What Poland won’t tolerate is German economic colonialism masquerading as a union of Europe, a bloc in which Germany gets to set the rules and threaten to take away funds from anyone who doesn’t play the way it wants (which has been Germany’s position on Poland during the past three years). The question then becomes: Is Merkel willing to share power with Paris and Warsaw, and can she survive politically if she does?
If talk of the Weimar Triangle is not accompanied by concessions that allow Poland more of a say in European decisions, this diplomatic overture will be short-lived. But if Germany is really talking about sharing power, Poland would likely be open to using its position as the largest country in Eastern Europe to bring some of the current EU renegades, like Hungary, into the fold. It may even be willing to tolerate Berlin’s self-righteous criticism of its government, as long as the criticism is rhetorical and not used to hold the Polish economy hostage.
The Weimar Triangle is a seductive idea, and it has some geopolitical logic behind it. It would unite the three most important countries in the three regions of continental Europe—western, central, and eastern—into a powerful force for EU reforms and political change.
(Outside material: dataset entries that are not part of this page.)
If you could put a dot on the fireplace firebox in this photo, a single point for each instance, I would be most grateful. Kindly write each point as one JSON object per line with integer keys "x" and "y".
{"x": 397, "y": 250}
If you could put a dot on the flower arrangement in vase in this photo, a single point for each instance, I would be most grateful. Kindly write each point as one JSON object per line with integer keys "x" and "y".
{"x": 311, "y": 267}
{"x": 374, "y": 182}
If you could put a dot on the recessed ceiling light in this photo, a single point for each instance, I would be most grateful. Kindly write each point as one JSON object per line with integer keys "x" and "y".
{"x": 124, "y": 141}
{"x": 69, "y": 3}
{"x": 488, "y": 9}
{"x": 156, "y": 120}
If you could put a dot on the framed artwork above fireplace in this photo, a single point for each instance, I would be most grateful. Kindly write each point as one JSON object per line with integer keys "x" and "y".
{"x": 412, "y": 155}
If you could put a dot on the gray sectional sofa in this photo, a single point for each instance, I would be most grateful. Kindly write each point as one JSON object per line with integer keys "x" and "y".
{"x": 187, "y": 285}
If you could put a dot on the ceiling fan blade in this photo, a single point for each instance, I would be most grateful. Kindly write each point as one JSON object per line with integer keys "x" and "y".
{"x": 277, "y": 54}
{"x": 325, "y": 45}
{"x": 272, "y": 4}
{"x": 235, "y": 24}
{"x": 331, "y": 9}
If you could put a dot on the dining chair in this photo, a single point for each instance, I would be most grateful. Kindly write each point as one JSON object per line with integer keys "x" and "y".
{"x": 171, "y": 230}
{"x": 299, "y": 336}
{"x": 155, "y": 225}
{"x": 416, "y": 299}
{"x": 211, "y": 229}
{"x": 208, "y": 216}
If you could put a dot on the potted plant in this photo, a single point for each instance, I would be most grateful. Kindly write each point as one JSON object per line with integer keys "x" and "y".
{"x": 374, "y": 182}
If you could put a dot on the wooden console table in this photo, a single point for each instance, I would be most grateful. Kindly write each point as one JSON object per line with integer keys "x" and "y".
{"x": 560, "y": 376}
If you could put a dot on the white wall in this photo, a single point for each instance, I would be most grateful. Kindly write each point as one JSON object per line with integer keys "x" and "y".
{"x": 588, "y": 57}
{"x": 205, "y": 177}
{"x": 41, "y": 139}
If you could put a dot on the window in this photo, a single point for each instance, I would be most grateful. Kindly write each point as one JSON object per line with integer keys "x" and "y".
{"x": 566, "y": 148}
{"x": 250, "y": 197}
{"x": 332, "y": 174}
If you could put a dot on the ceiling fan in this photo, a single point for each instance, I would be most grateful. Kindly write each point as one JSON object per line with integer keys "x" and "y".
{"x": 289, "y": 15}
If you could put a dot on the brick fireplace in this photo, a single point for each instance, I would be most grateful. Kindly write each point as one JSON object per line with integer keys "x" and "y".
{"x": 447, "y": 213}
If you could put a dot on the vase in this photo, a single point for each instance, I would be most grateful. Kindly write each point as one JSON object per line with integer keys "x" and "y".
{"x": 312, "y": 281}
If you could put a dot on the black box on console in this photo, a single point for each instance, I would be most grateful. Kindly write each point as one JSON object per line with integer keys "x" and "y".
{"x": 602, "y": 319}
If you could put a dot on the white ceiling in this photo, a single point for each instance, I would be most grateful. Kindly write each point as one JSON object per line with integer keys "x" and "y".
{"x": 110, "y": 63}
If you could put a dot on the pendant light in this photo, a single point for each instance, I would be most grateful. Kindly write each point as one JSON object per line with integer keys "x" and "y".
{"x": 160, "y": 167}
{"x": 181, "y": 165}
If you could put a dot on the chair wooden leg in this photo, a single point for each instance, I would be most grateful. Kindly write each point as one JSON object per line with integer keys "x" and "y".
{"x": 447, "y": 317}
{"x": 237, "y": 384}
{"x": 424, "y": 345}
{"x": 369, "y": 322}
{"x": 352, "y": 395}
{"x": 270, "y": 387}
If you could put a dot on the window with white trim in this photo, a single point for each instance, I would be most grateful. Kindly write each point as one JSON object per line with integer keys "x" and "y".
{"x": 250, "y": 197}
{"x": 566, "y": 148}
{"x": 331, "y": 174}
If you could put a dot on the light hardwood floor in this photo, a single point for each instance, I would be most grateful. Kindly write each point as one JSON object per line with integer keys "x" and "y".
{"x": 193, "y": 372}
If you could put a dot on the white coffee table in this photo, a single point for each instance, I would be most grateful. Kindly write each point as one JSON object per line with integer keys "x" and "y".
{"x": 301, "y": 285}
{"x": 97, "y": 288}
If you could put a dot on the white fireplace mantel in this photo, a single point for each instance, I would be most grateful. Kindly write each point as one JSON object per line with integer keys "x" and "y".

And if the EU is to survive, that change is badly needed.
These reforms can proceed in two basic directions: either the EU can be granted far more substantial powers, or its powers can be stripped away, which would end the half-cocked experiment of European integration and preserve the all-important free-trade zone. The current French proposal tries to do both, creating two tracks within the EU—one integrated into a more unified, centralized system, and another that is content with participating in the free-trade zone—but no one is listening. The devil is in the details, and once you start examining the details, you begin to concur with Merkel’s pre-election sentiments: Berlin and Warsaw want different things.